Most cloud providers have a Serverless Computing offering, also known as Function as a Service. These include AWS Lambda, Google Cloud Functions, and Azure Functions. Serverless computing  has dramatically simplified cloud applications,  allowing developers to deploy stateless code*, called as a function or as an executable, directly to the cloud.  Application developers no longer have to provision, manage, and scale virtual machine instances.

 

Limitations of Serverless Computing

Serverless computing has not caught on in the machine learning space. This is due to several reasons:

  1. Many machine learning tasks run for a relatively long time (e.g. hours),  while serverless computing is optimized for many short lived requests. For example, the longest possible execution time for AWS Lambda is 15 minutes.
  2. Although many machine learning tasks can be implemented in stateless manner, they may still involve expensive state loading operations (e.g. loading data sets or models) that are best amortized over multiple requests.
  3. Specialized hardware resources such as GPUs may need to be allocated to each function execution.
  4. Finally, some machine learning tasks, and many data preparation tasks, involve more complex and stateful communication patterns not representable in the Serverless model.


Ray and Its Programming Model

Ray is designed to overcome these limitations while preserving the high level of abstraction over machine resources seen in serverless computing. For the application programmer, Ray provides two key abstractions: Tasks, which are stateless functions in the serveless model, and Actors, which are stateful objects. For more details, see my previous blog post on Ray’s architecture.

Comparing System Architectures

The picture above compares a typical system architecture for Serverless Computing and Ray. Serverless functions typically reside between the public-facing ingress points and backend stateful stores and/or applications. These functions route and coordinate calls between the stateful backend services. In a Ray-based architecture, Tasks can serve an equivalent role. In addition, Actors can be stateful, allowing more complex interactions in the middle tier or application-controlled caching of state. Ray Serve assumes the role taken by an API Gateway in a Serverless architecture — it provides HTTP front-ends to Ray Tasks and Actors. Finally, Ray Tasks and Actors can be associated with hardware resources, such as GPUs, a capability unavailable in Serverless Computing platforms. 
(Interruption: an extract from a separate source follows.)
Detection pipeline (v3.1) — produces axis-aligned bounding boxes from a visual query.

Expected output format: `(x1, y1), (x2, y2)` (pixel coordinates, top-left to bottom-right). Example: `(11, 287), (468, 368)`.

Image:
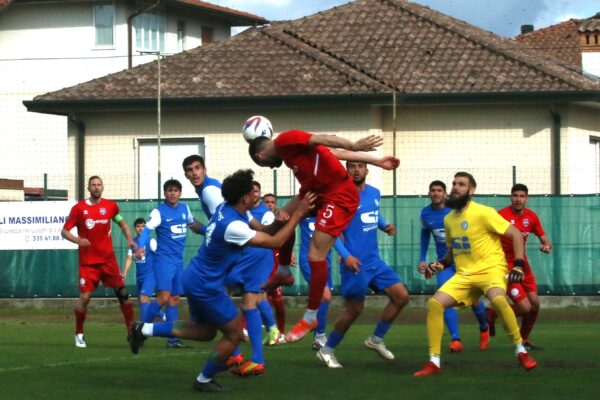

Addressing the Limitations of Serverless Computing

Let us look at how Ray addresses the four issues we identified in supporting machine learning applications via serverless computing:

  1. Since a Ray cluster runs on your own hardware or is provisioned at the node level, there are no limitations to the execution time of individual Tasks or Actors. Ray also provides Placement Groups, a mechanism to help in group scheduling. This may be useful when the same cluster runs both long-lived and short-lived jobs.
  2. Since Ray Actors are stateful, expensive state loading operations can be performed when an Actor is initialized. And then, individual requests are serviced by Actor method calls. Hence, expensive initialization needs to be performed only once per actor. In some situations, it may be possible to store the associated state in the Object Store, allowing it to be reused across many Actors or Tasks.
  3. Ray can discover GPUs and other hardware resources available on a node. Each Task or Actor can declare what (hardware) resources it needs. When finding a node to run a given Task/Actor, Ray will pick a node that has the required resource. The Raylet on each node is responsible for allocating these resources and ensuring that each resource (e.g. GPU) is made available to only one Task/Actor at a time.
  4. Ray’s Actors can support complex and stateful interaction patterns not expressible in serverless computing. For example, it is straightforward to implement common distributed data processing algorithms like Map-Reduce on top of Ray.

In conclusion, Ray goes beyond serverless computing to support scenarios important to machine learning applications, while still providing a very high level programming API.

In coming blog posts, I will look at some example Ray applications in more detail. Stay tuned for more!

*:By stateless, I mean that no information is retained between function calls. Stateless code is much easier to deploy and scale than stateful code. Of course, the underlying platforms may do caching of data behind the scenes.